Patients with de novo AML received the sequence TAD-HAM as double-induction therapy consisting of cytosine arabinoside (Ara-C) combined with daunorubicin and thioguanine followed by Ara-C combined with mitoxantrone. Patients with relapsed or secondary AML were treated according to the Ida-FLAG protocol consisting of idarubicin combined with fludarabine, Ara-C, and filgastrim until recovery of leukocytes to greater than 1,000/μL.
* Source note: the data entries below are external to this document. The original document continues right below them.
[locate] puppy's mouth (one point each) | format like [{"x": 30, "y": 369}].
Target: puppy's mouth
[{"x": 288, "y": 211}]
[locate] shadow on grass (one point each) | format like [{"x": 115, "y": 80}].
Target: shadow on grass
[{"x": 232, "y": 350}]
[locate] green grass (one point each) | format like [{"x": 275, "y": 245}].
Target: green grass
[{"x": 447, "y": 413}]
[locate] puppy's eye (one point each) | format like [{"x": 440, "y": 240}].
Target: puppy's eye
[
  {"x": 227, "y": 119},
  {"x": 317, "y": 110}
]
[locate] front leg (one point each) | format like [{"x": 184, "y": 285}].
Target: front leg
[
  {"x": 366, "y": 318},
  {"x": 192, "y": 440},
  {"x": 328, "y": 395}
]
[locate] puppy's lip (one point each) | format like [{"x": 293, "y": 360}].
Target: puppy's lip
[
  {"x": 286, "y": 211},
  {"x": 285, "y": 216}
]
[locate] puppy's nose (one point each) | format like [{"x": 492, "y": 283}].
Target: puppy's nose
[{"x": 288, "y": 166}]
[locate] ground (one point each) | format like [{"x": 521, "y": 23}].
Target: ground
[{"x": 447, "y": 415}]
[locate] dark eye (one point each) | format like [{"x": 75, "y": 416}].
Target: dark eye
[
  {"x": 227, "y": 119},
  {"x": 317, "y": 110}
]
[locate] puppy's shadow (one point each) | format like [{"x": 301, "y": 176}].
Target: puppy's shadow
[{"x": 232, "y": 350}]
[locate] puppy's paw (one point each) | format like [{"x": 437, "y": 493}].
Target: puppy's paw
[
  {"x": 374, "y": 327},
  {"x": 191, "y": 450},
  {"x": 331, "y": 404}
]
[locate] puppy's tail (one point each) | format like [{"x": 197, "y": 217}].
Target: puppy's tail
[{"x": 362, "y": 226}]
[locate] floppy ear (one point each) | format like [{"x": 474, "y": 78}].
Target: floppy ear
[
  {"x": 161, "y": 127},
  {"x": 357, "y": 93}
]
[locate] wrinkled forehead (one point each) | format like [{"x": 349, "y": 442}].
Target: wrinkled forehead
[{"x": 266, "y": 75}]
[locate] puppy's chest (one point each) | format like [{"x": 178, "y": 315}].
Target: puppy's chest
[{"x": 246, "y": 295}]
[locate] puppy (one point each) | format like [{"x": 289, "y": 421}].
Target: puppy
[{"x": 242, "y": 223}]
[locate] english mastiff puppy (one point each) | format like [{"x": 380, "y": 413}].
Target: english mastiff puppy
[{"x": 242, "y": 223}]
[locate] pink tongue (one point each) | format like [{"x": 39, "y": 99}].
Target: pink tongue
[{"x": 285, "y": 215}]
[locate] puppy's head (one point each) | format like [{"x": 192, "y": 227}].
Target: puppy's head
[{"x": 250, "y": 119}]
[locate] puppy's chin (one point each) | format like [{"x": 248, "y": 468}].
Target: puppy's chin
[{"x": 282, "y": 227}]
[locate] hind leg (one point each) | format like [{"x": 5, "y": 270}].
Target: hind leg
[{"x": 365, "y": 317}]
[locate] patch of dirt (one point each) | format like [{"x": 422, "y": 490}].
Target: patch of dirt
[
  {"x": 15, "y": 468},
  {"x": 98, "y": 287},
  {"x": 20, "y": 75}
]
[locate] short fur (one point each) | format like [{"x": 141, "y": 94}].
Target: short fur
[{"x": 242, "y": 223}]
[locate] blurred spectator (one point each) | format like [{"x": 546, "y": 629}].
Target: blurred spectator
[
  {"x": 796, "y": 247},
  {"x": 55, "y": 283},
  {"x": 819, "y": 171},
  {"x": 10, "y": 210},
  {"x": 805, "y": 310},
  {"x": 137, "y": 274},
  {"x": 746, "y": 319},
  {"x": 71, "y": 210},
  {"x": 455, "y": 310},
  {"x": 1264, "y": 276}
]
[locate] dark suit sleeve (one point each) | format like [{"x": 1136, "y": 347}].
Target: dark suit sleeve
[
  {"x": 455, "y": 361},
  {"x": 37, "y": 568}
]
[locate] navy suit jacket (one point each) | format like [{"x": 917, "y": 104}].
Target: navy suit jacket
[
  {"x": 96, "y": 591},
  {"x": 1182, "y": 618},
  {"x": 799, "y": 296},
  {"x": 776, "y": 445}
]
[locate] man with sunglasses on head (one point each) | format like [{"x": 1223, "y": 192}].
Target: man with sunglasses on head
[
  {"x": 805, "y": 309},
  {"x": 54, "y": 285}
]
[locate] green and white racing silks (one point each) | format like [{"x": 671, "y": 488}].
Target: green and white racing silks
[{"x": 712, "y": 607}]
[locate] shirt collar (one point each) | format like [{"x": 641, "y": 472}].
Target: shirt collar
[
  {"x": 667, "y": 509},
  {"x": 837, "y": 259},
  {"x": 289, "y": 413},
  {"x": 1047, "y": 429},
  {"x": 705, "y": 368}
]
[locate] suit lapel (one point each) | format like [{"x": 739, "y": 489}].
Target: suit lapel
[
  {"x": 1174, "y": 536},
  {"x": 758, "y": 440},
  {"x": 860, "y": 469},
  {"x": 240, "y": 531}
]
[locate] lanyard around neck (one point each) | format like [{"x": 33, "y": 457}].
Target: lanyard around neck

Neither the number of leukocytes nor lactate dehydrogenase as clinical prognostic markers were significantly different in AC133-positive and -negative AML. Clinical outcome in terms of complete remission (CR), defined as a normocellular bone marrow containing less than 5% blasts and a peripheral blood count with greater than 2,500/μL leukocytes and greater than 100,000/μL platelets, did not significantly differ in AC133-positive and -negative AMLs, although there was a trend towards better outcome in AC133-negative AMLs (61%v 83% reached CR; P > .1).

In conclusion, membrane expression of AC133 in combination with other antigens might facilitate a more precise immunologic characterization of AMLs in the future and could serve as an alternative to CD34 for purging purposes in a selected number of patients. It is found in approximately 80% of AML samples and does not seem to correlate to FAB subtype, cytogenetic aberration, or clinical outcome.